Windturbinenbauer Siemens Gamesa hatte daher bereits einen Tag vor Start der Windenergiemesse am Dienstag einen eigenen Aufruf an die EU-Politik und die Regierungen der EU-Mitgliedsstaaten für die Unterstützung und den Schutz der europäischen Windkraftindustrie veröffentlicht. In dem „Positionspapier“ genannten Acht-Seiten-Katalog verlangt das aus Hamburg heraus geführte Unternehmen, die EU und ihre Mitgliedsländer müssten die europäische Windkraftindustrie als „strategische Industrie“ wahrnehmen und behandeln. Als sogenannte strategische Industrie verstehen die EU-Länder und die Chefbehörde der Union, die EU-Kommission, alle herstellenden Unternehmen, die es für eine von einzelnen außereuropäischen Akteuren oder Ländern unabhängige Entwicklung in Europa im EU-Gebiet braucht. Strategische Industrien will die EU-Gemeinschaft aber künftig schützen oder sogar aufbauen helfen.

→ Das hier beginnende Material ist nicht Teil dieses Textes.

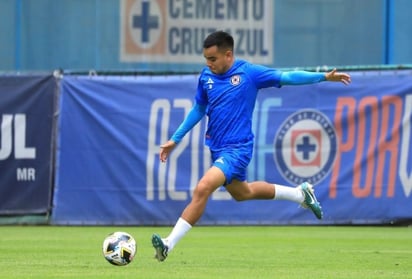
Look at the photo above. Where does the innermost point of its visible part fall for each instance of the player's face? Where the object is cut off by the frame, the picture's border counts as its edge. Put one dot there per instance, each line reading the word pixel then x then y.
pixel 218 61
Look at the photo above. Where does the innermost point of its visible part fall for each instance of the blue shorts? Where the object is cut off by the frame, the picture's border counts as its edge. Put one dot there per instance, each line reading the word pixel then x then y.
pixel 233 161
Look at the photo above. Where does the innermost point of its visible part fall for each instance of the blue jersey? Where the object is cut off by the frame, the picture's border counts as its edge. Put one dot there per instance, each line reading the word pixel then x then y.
pixel 230 99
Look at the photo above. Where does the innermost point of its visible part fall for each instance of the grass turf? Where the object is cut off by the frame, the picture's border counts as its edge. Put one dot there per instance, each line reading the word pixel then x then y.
pixel 212 252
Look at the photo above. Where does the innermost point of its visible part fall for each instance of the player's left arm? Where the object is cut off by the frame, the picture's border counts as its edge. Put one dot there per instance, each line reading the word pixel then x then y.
pixel 305 77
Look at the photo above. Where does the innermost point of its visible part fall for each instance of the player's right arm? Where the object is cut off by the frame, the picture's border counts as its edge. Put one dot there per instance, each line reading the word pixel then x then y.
pixel 194 116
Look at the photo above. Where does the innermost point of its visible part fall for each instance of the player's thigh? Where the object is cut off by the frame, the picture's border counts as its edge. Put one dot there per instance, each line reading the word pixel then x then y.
pixel 211 180
pixel 239 190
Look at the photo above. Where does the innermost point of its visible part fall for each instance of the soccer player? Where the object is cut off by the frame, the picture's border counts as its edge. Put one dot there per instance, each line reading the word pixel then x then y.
pixel 226 93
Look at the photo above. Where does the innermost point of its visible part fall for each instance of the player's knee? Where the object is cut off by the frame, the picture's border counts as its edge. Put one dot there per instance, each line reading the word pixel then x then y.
pixel 239 196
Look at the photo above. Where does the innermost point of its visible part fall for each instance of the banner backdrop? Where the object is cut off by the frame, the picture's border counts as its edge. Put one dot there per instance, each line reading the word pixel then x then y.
pixel 26 117
pixel 352 142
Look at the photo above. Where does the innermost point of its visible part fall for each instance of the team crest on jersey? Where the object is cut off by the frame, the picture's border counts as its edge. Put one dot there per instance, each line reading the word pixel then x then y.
pixel 305 147
pixel 210 83
pixel 235 80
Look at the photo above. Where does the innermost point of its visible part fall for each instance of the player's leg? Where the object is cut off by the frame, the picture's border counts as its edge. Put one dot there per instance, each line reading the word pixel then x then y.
pixel 241 190
pixel 303 194
pixel 211 180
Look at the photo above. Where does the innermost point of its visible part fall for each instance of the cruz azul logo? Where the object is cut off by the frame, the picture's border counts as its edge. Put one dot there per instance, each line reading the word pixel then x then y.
pixel 172 31
pixel 305 147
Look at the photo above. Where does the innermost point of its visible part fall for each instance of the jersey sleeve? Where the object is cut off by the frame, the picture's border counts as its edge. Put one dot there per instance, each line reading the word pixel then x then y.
pixel 264 77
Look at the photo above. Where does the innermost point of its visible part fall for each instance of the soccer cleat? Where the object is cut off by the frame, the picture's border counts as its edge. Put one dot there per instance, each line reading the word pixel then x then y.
pixel 160 248
pixel 310 200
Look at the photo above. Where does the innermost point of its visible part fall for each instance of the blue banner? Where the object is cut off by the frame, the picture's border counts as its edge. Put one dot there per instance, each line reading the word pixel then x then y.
pixel 26 163
pixel 352 142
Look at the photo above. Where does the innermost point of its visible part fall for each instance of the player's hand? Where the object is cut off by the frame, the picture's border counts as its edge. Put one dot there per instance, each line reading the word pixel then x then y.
pixel 337 76
pixel 165 150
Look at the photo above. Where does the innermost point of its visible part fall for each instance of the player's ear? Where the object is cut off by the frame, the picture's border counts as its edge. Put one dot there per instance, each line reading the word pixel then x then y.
pixel 229 53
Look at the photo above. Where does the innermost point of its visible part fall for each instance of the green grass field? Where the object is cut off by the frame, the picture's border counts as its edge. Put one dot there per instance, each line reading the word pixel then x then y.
pixel 212 252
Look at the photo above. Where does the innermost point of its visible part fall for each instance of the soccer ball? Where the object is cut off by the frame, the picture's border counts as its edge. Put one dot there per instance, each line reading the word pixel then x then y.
pixel 119 248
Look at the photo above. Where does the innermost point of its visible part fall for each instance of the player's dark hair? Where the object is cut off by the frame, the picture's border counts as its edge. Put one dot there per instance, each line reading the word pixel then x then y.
pixel 220 39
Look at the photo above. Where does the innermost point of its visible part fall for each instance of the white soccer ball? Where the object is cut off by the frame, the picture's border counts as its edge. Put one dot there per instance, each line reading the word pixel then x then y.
pixel 119 248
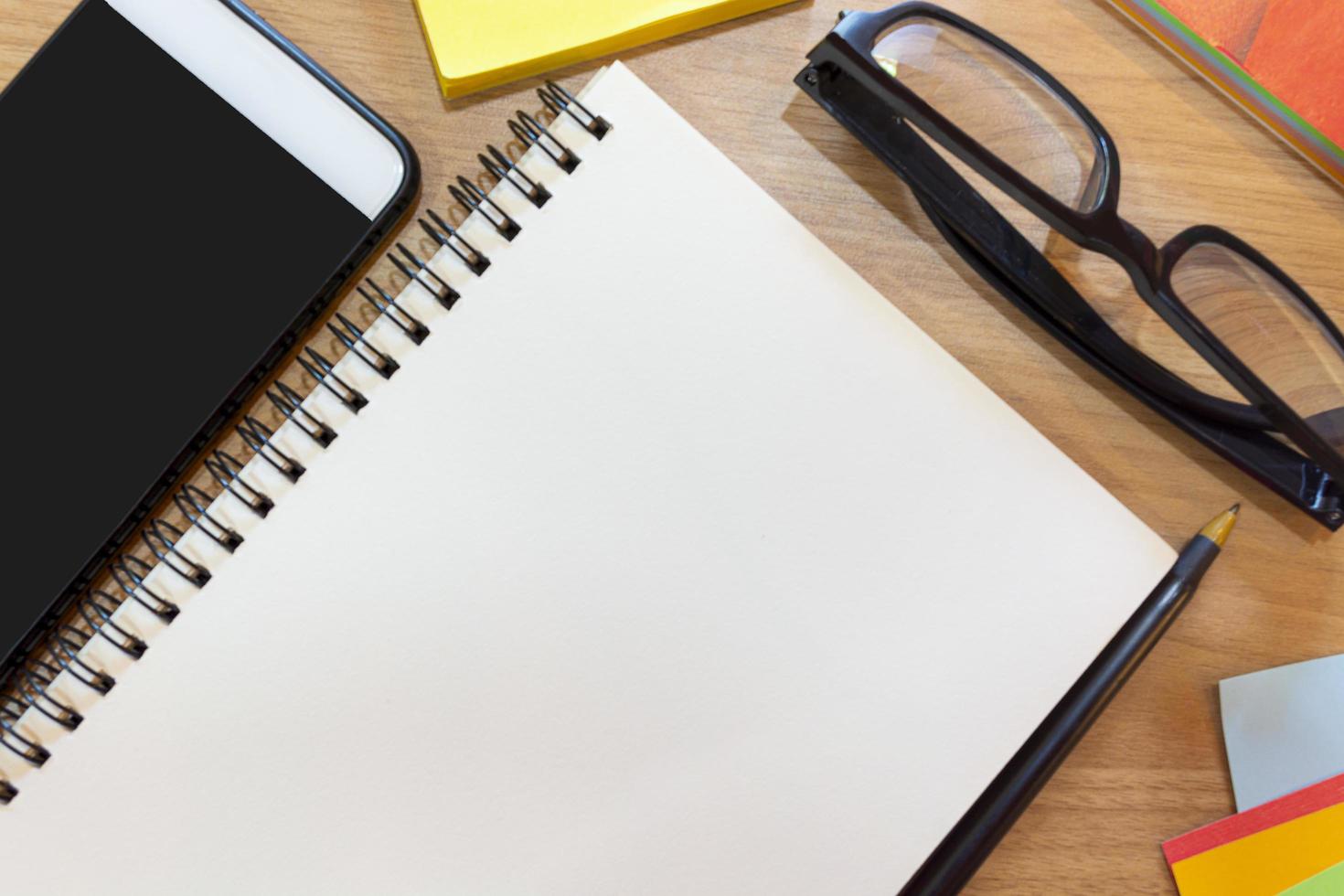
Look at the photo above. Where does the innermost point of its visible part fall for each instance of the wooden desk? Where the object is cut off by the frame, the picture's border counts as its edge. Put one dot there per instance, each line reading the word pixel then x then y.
pixel 1153 766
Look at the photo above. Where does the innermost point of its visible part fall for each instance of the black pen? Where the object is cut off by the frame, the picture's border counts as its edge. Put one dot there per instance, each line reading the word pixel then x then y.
pixel 971 841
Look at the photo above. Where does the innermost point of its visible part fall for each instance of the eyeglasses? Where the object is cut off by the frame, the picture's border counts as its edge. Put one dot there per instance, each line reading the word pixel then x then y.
pixel 917 73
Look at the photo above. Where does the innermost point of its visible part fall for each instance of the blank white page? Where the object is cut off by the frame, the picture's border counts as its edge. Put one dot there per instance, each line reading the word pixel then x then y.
pixel 651 572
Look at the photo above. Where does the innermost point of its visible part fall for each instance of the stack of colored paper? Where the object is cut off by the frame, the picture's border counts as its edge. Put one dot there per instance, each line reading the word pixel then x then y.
pixel 1290 845
pixel 1281 59
pixel 477 45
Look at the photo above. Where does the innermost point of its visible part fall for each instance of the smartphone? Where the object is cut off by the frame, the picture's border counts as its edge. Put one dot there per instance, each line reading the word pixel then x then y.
pixel 182 192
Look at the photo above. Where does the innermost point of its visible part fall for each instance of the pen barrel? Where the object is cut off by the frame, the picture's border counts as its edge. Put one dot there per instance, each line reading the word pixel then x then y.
pixel 980 829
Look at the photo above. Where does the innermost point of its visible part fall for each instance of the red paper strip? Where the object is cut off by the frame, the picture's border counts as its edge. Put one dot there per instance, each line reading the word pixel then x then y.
pixel 1253 821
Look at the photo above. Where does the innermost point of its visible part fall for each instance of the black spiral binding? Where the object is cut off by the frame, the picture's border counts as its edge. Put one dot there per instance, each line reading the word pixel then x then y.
pixel 31 683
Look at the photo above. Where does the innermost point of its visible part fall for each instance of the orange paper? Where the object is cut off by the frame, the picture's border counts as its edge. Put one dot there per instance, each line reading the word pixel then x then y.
pixel 1266 849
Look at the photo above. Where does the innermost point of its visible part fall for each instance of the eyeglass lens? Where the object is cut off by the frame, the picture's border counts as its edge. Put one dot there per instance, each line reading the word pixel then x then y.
pixel 998 103
pixel 1269 329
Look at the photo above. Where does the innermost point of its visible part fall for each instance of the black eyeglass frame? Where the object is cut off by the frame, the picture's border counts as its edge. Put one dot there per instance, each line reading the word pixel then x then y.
pixel 844 78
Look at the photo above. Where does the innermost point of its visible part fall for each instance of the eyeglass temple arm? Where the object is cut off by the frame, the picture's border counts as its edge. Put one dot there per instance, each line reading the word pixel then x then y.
pixel 1278 468
pixel 905 152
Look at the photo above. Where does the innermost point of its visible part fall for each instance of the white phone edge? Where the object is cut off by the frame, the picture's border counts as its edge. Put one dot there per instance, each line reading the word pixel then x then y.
pixel 277 94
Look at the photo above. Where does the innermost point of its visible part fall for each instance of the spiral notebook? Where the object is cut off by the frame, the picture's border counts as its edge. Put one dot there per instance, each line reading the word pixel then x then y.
pixel 643 569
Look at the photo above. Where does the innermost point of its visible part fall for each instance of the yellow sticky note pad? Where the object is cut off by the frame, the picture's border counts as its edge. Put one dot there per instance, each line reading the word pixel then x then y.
pixel 1269 861
pixel 481 43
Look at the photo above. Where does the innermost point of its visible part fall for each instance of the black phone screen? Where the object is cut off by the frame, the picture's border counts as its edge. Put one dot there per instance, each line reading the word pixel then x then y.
pixel 156 245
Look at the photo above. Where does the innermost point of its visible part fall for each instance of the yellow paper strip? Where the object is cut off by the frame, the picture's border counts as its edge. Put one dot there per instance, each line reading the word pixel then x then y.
pixel 1266 863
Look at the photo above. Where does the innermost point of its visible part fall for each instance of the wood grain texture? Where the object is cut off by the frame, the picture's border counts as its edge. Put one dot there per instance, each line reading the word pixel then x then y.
pixel 1153 766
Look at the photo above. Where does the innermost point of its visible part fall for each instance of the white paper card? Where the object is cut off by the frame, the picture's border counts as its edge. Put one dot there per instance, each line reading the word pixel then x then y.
pixel 654 571
pixel 1284 729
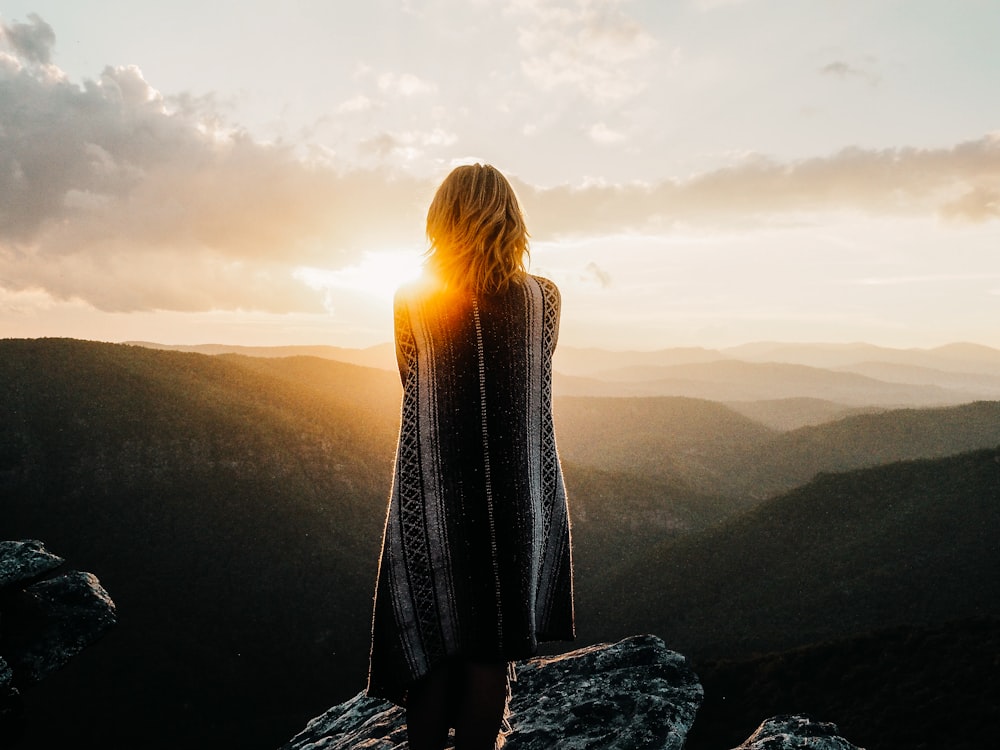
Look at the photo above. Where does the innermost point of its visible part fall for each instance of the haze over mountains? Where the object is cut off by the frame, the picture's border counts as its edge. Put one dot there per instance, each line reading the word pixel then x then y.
pixel 850 375
pixel 233 507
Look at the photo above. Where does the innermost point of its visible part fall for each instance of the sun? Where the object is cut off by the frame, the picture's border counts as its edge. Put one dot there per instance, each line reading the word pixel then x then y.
pixel 378 274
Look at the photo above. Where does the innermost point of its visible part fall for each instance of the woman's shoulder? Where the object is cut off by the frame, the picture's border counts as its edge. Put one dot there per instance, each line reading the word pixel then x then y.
pixel 548 286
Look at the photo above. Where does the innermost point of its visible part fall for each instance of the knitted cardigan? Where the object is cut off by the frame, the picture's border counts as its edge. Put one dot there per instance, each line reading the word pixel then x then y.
pixel 476 558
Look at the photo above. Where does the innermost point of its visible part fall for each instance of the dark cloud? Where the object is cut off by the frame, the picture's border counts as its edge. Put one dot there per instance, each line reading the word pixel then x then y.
pixel 112 193
pixel 32 41
pixel 841 69
pixel 127 199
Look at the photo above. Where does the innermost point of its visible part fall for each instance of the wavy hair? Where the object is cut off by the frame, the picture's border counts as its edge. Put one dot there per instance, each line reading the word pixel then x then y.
pixel 478 238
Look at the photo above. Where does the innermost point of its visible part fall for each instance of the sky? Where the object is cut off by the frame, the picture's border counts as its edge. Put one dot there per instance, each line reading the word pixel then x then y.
pixel 693 172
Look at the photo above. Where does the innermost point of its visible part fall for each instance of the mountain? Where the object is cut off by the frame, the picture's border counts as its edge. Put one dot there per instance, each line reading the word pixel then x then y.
pixel 905 543
pixel 233 507
pixel 234 514
pixel 380 356
pixel 850 375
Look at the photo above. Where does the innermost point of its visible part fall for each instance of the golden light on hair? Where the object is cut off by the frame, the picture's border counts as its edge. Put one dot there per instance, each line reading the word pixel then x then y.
pixel 478 238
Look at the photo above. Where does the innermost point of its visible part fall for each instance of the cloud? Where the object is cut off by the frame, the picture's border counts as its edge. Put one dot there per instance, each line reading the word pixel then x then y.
pixel 841 69
pixel 32 41
pixel 961 184
pixel 601 133
pixel 122 197
pixel 126 199
pixel 588 45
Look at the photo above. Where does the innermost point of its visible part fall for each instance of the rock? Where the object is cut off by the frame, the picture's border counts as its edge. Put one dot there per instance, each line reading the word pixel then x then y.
pixel 796 732
pixel 52 621
pixel 21 562
pixel 631 695
pixel 44 621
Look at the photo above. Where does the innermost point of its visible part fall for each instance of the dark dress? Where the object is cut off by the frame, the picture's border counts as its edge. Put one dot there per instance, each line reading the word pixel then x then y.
pixel 476 556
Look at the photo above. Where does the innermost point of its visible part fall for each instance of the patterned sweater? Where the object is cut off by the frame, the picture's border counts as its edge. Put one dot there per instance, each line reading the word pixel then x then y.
pixel 476 556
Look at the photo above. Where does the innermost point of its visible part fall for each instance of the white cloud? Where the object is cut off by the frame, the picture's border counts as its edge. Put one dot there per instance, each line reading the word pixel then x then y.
pixel 404 84
pixel 116 195
pixel 359 103
pixel 601 133
pixel 589 45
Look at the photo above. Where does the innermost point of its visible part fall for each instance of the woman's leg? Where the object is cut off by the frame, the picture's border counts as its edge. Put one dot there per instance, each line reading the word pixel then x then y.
pixel 483 696
pixel 428 711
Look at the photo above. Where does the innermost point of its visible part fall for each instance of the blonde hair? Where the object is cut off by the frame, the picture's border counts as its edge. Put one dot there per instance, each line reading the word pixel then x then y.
pixel 478 238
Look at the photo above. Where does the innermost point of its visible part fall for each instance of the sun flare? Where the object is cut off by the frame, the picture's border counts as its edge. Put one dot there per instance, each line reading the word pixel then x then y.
pixel 377 275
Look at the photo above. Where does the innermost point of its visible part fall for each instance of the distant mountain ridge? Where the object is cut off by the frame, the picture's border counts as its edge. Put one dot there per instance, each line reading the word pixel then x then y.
pixel 234 504
pixel 851 375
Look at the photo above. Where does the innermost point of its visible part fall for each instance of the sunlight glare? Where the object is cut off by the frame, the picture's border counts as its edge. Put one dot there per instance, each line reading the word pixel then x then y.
pixel 377 275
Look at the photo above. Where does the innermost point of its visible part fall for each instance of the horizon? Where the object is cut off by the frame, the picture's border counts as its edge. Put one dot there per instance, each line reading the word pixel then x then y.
pixel 706 173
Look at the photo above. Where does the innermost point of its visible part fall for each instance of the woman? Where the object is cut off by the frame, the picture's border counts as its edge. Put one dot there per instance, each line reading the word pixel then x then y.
pixel 476 568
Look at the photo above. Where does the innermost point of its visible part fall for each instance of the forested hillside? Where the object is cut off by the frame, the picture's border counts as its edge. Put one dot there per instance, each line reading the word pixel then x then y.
pixel 233 507
pixel 905 543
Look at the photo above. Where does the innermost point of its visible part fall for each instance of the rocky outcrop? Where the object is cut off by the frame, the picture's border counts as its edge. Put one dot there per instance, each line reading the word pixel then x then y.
pixel 632 695
pixel 46 618
pixel 796 733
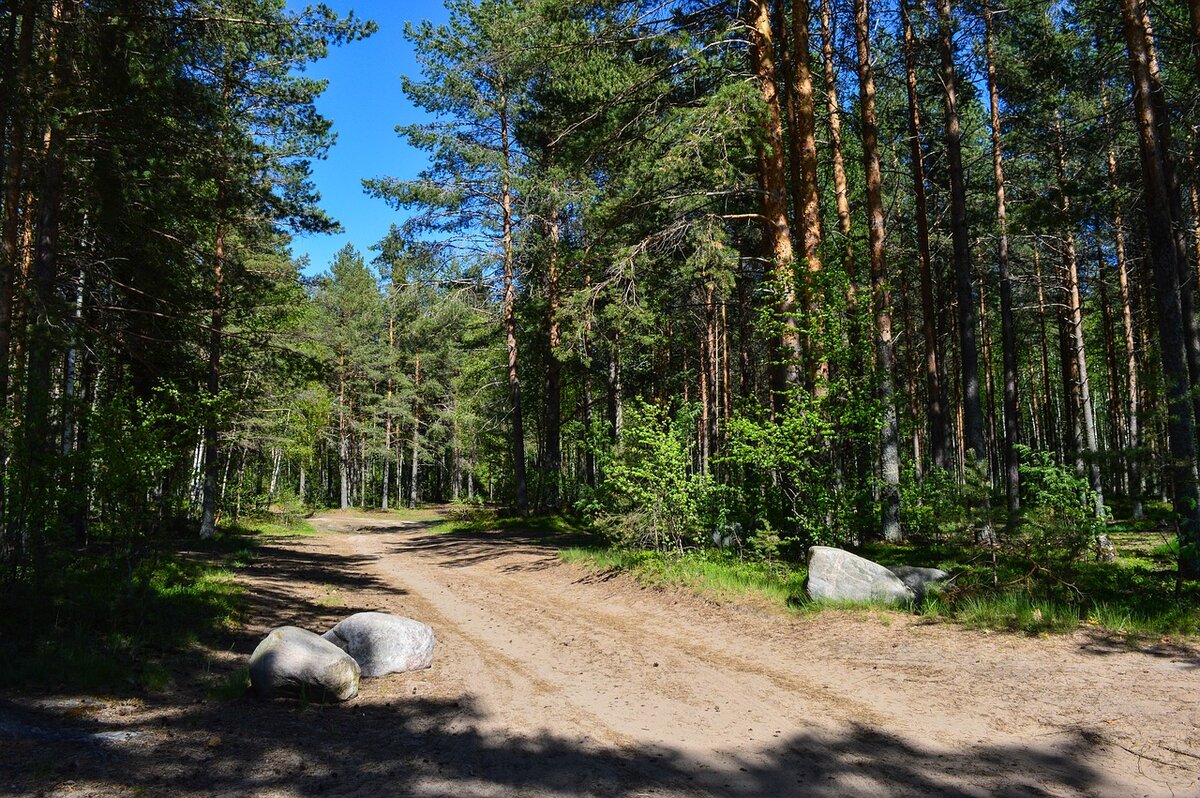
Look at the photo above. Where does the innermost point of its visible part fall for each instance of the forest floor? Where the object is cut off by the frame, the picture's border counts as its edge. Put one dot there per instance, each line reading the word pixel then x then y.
pixel 553 681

Für den Schutz der europäischen Windkraftindustrie sei es noch nicht zu spät. Aber bis zu einem Kipppunkt, ab dem ein Abwärtstrend in der Wettbewerbsfähigkeit europäischer Windturbinenbauer unumkehrbar werde, sei es nicht mehr weit, so schreibt Siemens Gamesa. Um die von der politischen Führung in China herbeigeführten Vorteile der chinesischen Wettbewerber auszugleichen, müssten die EU-Länder und die EU fünf Maßnahmen ergreifen, heißt es in dem Positionspapier. Sie müssten erstens eine „sichtbare Projektpipeline“ für die Industrie schaffen, indem sie Genehmigungsverfahren für neue Windparks beschleunigen lasse und mehr Transparenz über zukünftige Marktvolumen schaffe. Ob dies die Politik beispielsweise durch klarer formulierte Ausbaupfade erreichen kann oder durch frühere Ausschreibungsrunden, definierte das Unternehmen dabei nicht. Zweitens plädiert Siemens Gamesa für eine „Stabilisierung der Lieferketten“ sowie für einen Inflationsausgleich in den Ausschreibungen: Eine Lieferkettenstabilisierung könnten die Regierungen beispielsweise durch Diversifizierung der Rohstoffimporte und Lieferketten von Vorprodukten erreichen. Die Regierungen würden hierfür neue Energie- und Waren-Partnerschaften sowie Handelsabkommen abschließen müssen.

Drittens müssten die Auktionen insbesondere für künftige Offshore-Windparks nicht nur einen Wettbewerb über den billigsten eingeforderten Vergütungspreis für die eingespeiste Kilowattstunde sondern auch einen Wettbewerb bei qualitativen Kriterien herbeiführen. Dies folgt dem Grundgedanken, wonach europäische und auch beispielsweise US-amerikanische Technologielieferanten bei der Gewährleistung guter Arbeitsbedingungen, höherer Ausbildungsstandards oder eher umweltschonender Fertigungen wohl besser als ihre chinesischen Wettbewerber sind. Auch handels- oder steuerrechtlich müssten die Regierungen die europäischen Unternehmen soweit unterstützen, dass sie Subventionen anderer Länder für deren Windkraftbranche ausgleichen. Oder sie müssten für dieses vierte der fünf Anliegen strenge Regeln der Präqualifikation von Anlagenlieferanten in den Ausschreibungsregeln einführen. Als fünfte Maßnahme benennt Siemens Gamesa die Anerkennung der Windkraftindustrie als strategische Industrie mit den damit einhergehenden Konsequenzen wie beispielsweise eine europaweite Erleichterung für die Rekrutierung von Facharbeitern.